Ayant atteint l’esplanade, le cocher fit halte pendant quelques secondes, non pour jeter un coup d’œil sur le panorama fantastique de la grande ville éclairée par des becs de gaz aussi nombreux que les étoiles du ciel, mais tout simplement pour laisser souffler son cheval.
Il repartit bientôt, longea presque jusqu’au bout l’avenue magnifique qui conduit au boulevard Flandrin, s’engagea à gauche dans la longue rue de la Pompe, puis, après avoir passé devant le chalet que Janin a rendu célèbre et auquel fait face, à l’angle de la rue Sainte-Claire, l’hôtel et le vaste jardin du plus aimable des éditeurs, déboucha dans la grande rue de Passy et s’arrêta à la porte d’une belle maison toute voisine de l’entrée de la Muette.

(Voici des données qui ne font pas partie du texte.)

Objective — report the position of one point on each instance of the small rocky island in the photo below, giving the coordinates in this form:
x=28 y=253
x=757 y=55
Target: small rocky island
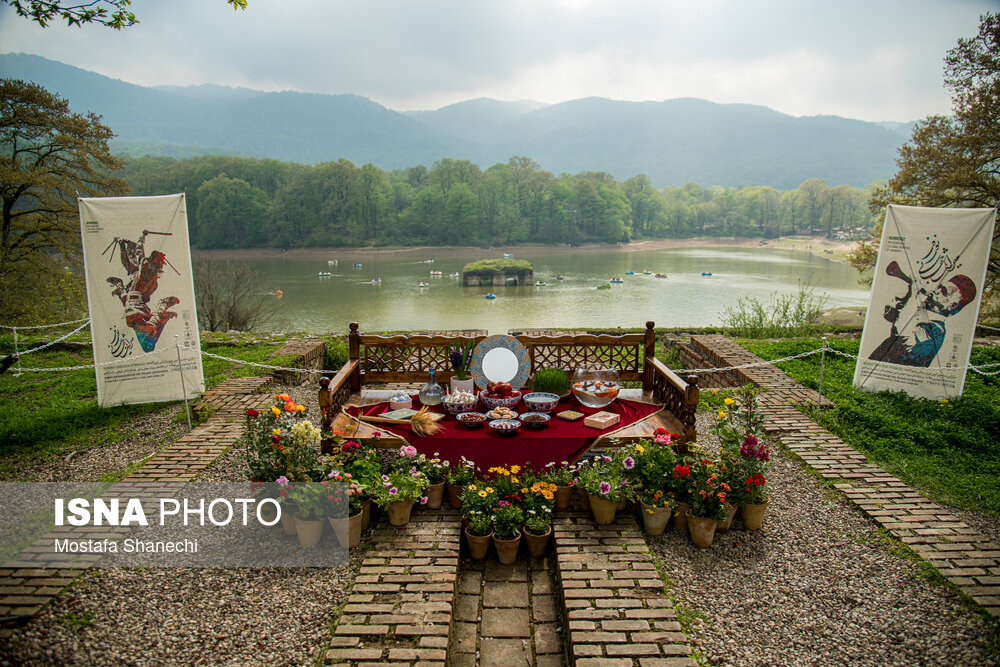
x=497 y=272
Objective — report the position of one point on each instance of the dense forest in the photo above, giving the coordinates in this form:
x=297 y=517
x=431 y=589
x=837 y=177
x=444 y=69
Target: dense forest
x=242 y=203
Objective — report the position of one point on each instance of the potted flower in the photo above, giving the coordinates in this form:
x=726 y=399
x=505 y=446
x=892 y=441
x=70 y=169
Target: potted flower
x=461 y=359
x=708 y=502
x=507 y=521
x=561 y=476
x=753 y=501
x=459 y=477
x=478 y=533
x=538 y=502
x=436 y=472
x=397 y=492
x=605 y=482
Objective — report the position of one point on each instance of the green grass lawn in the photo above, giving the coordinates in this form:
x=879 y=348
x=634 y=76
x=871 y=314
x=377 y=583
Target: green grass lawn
x=948 y=450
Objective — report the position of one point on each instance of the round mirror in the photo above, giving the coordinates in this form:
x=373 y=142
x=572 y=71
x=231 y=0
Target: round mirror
x=500 y=365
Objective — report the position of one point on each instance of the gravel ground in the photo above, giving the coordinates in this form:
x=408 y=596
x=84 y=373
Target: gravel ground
x=817 y=585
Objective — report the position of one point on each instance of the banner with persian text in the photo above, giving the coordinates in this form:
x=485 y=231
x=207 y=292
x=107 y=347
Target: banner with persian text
x=925 y=299
x=140 y=291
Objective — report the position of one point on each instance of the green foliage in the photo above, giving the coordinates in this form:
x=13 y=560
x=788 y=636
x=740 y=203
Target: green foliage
x=497 y=265
x=782 y=315
x=949 y=450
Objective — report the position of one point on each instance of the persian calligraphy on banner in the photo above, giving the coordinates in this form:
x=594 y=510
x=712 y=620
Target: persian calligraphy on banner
x=925 y=300
x=140 y=291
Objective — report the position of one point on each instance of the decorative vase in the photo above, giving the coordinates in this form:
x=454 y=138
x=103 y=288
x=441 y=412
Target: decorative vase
x=507 y=549
x=478 y=544
x=455 y=496
x=537 y=543
x=654 y=519
x=366 y=513
x=288 y=520
x=753 y=515
x=702 y=530
x=724 y=523
x=680 y=516
x=399 y=512
x=563 y=494
x=467 y=385
x=310 y=531
x=603 y=510
x=435 y=494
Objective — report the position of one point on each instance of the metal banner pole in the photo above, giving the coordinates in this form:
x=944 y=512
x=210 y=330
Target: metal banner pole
x=180 y=368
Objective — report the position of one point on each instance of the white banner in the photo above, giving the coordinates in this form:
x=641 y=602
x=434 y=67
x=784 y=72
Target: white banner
x=141 y=294
x=925 y=300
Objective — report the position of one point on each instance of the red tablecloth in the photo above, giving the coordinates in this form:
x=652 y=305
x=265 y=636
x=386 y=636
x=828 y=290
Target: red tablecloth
x=560 y=441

La station du chemin de fer de ceinture se trouve à cinquante pas, de l’autre côté de la rue.
De bons bourgeois arrivant de Paris avec leur famille sortaient de l’embarcadère. – D’autres en prenaient le chemin. – Plusieurs hommes fumaient en buvant des bocks devant un café encore ouvert.
– Si c’est là qu’elle demeure, – se dit Georges en regardant la maison, – comment lui parler au milieu de tout ce monde ?… Ce serait impossible !!!